750 Millionen erwachsene Menschen können weder lesen noch schreiben, davon sind nach Angaben der UNESCO zu 63 Prozent Frauen betroffen. Für jedes Jahr, das ein Mädchen zur Schule geht, steigt sein späteres Einkommen um 20 Prozent. Bildung und Armutsbekämpfung sind also untrennbar miteinander verbunden.
(Beifall bei der SPD sowie des Abg. Uwe Kekeritz [BÜNDNIS 90/DIE GRÜNEN])
Es ist wirklich meine feste Überzeugung, auch aufgrund persönlicher Erfahrung, dass wir in einer fortschrittlichen Gesellschaft den Input und die Tatkraft von Frauen ebenso brauchen wie die von Männern. Ich fordere uns deshalb gemeinsam auf, dass wir, 100 Jahre nachdem in unserem Land das Frauenwahlrecht in Kraft getreten ist, uns auch im Bereich der Entwicklungspolitik, sehr geehrter Herr Minister, verstärkt für die Rechte der Frauen einsetzen.
(Beifall bei der SPD, der CDU/CSU, der FDP und dem BÜNDNIS 90/DIE GRÜNEN)
Als Gesundheitspolitikerin sind mir Investitionen in die Bekämpfung von armutsbedingten und vernachlässigten Krankheiten sehr wichtig. Diese Investitionen sind für die Umsetzung der Agenda 2030 grundlegend. Deshalb möchte ich noch einmal mit Nachdruck betonen, dass wir unseren finanziellen Verpflichtungen gegenüber dem Global Fund zur Bekämpfung von Aids, Tuberkulose und Malaria nachkommen müssen. Der Wert seiner Arbeit ist wirklich unschätzbar hoch. Wir müssen diese Arbeit weiter unterstützen.

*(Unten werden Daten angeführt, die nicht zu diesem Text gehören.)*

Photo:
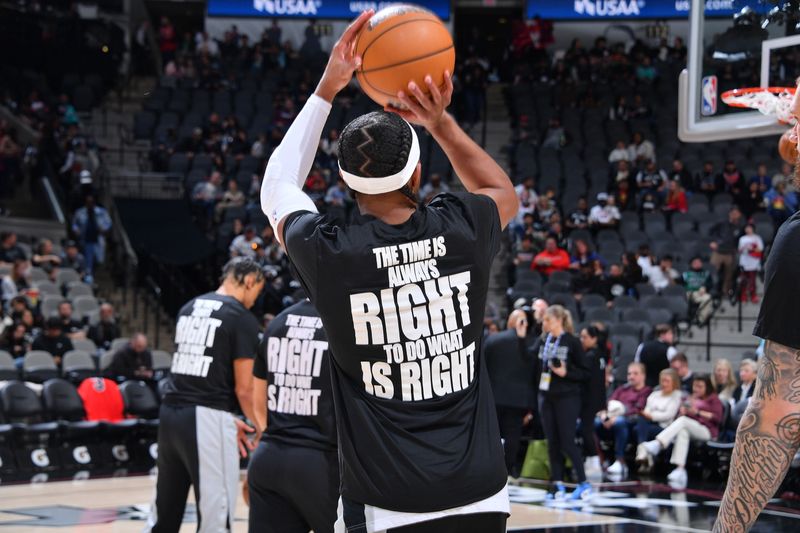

(Beifall bei Abgeordneten der SPD)
Wir konnten diese drei Epidemien stark eindämmen und Millionen von Menschen durch diesen Fund retten. Deshalb möchte ich schon heute, ein Jahr vor der Wiederauffüllungskonferenz, deutlich machen, dass die Bundesregierung dann wieder aufgefordert sein wird, genügend Geld zur Verfügung zu stellen. Wir müssen die Vereinbarungen, wie sie im Koalitionsvertrag stehen, einhalten und diese notwendige Arbeit weiterhin unterstützen.
(Beifall bei der SPD sowie des Abg. Carsten Körber [CDU/CSU])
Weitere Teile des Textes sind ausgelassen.